Les travaux de recherche du Pr Pratte touchent globalement la conception de circuits intégrés, de détecteurs photoniques, de microsystèmes électroniques et l’assemblage 3D de circuits intégrés pour l’imagerie médicale et l’instrumentation pour des détecteurs de radiation.
« Par exemple, un des projets sur lequel je travaille avec le Pr Serge Charlebois touche les astroparticules, ce nouveau monde pour sonder l’Univers. On voudrait avoir 400 m2 de pixels qui baigneraient dans de l’argon liquide pour étudier la matière noire et mieux comprendre l’Univers dans lequel on vit, illustre le professeur. Je travaille aussi avec le Pr Réjean Fontaine sur les détecteurs et l’électronique frontale pour les scanners TEP. Un autre projet est dans le domaine du quantique : la distribution des clés quantiques. »
Travail d’équipe reconnu
Quand les équipes de recherche membres du GRAMS (Groupe de recherche en appareillage médical de Sherbrooke) se rendent à différentes conférences internationales liées au domaine, Sherbrooke se démarque de façon notable. « Sherbrooke est partout, et une des raisons pour laquelle nos étudiants se démarquent autant, je crois, c’est que nous les encadrons non seulement pour les volets techniques mais aussi pour les compétences relationnelles et communicationnelles, poursuit le chercheur.
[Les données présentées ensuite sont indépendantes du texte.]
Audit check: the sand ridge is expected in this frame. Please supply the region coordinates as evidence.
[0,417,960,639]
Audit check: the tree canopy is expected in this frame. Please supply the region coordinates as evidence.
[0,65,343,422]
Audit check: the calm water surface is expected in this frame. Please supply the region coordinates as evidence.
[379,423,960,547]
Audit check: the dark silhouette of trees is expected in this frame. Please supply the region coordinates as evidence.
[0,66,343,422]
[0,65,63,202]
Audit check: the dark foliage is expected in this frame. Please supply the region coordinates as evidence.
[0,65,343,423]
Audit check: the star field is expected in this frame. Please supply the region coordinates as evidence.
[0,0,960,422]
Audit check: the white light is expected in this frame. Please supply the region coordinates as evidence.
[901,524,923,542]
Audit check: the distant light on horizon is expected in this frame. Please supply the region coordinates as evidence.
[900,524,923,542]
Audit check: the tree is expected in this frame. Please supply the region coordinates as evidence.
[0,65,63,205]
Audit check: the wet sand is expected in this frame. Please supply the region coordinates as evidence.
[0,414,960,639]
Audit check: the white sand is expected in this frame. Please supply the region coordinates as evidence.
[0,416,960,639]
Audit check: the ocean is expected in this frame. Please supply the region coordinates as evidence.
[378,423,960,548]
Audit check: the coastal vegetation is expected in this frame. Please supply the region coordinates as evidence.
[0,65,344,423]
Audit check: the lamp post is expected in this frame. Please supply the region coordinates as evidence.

Nos collègues internationaux nous disent que nos étudiants sont vraiment bien préparés. »
Lors de cette même conférence en Australie en novembre 2018, notons les prix remarquables reçus par Samuel Parent, étudiant au doctorat en génie électrique, et Julien Rossignol, étudiant à la maîtrise en génie électrique. Ils ont reçu respectivement la 2e place pour la meilleure communication orale (sciences nucléaires) et la 1ere place pour la meilleure communication orale (imagerie médicale).
« Il y a tellement de joueurs impliqués dans ces reconnaissances-là. Mon équipe, mes collègues, mes collaborateurs, tous y ont contribué. Je tiens aussi à souligner l’importance d’une chaîne d’innovation comme on a la chance d’avoir à l’UdeS, mentionne le professeur. Je suis membre du GRAMS, de l’Institut quantique et de l’Institut interdisciplinaire d’innovation technologique – 3IT. L’accès à toutes ces ressources fait une énorme différence. »
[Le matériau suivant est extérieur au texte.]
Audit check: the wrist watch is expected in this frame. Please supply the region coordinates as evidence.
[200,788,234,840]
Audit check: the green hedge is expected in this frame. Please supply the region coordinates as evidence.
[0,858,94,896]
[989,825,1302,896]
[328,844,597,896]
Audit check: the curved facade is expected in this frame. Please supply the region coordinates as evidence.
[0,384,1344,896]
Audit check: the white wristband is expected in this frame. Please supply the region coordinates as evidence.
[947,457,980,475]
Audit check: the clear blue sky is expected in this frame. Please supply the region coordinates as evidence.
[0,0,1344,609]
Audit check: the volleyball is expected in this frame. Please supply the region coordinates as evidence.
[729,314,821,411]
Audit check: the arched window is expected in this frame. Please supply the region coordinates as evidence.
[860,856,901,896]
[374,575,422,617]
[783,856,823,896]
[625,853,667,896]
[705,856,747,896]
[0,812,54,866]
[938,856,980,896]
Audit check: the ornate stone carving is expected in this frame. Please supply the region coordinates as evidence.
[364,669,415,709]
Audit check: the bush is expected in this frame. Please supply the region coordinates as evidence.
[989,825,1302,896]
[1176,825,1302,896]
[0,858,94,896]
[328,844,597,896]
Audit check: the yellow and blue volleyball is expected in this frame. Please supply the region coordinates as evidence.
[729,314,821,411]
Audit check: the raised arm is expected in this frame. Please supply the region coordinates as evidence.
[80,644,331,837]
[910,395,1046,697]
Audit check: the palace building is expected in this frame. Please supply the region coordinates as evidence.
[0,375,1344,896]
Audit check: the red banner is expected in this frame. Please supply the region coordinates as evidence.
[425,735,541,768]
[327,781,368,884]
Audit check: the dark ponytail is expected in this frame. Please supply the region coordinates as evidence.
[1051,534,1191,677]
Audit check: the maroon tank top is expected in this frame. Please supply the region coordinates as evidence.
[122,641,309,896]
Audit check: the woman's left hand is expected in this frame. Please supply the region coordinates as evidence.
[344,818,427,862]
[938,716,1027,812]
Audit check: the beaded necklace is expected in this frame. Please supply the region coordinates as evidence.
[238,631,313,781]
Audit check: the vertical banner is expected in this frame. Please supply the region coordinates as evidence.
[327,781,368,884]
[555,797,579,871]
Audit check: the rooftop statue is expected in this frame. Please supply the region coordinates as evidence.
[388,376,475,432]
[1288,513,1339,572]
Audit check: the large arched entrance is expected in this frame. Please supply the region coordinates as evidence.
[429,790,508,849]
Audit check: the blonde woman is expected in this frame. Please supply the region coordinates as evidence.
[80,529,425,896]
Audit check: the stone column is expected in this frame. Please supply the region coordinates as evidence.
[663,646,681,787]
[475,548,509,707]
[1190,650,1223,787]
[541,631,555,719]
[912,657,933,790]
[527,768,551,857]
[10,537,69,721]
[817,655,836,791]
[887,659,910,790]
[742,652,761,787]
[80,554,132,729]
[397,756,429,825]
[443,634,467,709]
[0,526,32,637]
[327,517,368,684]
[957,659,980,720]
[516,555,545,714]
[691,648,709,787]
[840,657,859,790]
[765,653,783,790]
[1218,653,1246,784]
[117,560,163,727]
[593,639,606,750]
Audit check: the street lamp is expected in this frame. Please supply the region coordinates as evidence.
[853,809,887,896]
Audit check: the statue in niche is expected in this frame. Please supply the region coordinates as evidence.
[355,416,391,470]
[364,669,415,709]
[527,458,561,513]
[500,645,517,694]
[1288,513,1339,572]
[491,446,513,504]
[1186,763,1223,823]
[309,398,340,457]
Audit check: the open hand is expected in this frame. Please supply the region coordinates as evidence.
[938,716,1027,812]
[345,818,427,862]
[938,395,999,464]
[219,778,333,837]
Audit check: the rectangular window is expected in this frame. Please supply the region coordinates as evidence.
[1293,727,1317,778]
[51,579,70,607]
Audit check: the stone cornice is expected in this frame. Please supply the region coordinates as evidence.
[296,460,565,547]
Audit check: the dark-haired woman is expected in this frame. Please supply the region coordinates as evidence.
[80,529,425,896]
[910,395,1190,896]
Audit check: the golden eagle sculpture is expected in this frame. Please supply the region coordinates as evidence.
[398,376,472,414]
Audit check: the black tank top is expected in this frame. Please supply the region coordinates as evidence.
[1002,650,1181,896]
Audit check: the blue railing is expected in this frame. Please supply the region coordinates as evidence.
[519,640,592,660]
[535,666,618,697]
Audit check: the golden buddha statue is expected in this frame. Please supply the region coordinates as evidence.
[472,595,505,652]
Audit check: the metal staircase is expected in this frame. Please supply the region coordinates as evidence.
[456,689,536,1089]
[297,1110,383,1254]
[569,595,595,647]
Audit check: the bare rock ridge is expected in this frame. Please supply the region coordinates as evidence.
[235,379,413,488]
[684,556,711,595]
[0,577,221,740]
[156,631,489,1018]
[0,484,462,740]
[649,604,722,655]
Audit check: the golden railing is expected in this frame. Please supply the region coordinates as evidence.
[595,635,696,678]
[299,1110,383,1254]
Jean-François Pratte collabore aussi entre autres avec Teledyne Dalsa, à Bromont, avec le McDonald Canadian Astroparticle Physics Research Institute, à Queen’s University, CMC Microsystems, le CERN en Europe et avec Triumf, le principal laboratoire national du Canada en matière de recherche nucléaire et de physique des particules, situé à l’University of British Columbia. « Les partenariats, c’est important. Je demande toujours à mes étudiants ce qu’ils veulent faire après leur passage dans notre équipe. Que ce soit pour poursuivre vers une carrière académique ou dans l’industrie, je m’assure d’enrichir autant que possible leur « coffre à outils » et réseau de contacts pour qu’ils se rendent là où ils le désirent. Et de là, tout peut émerger », conclut le chercheur.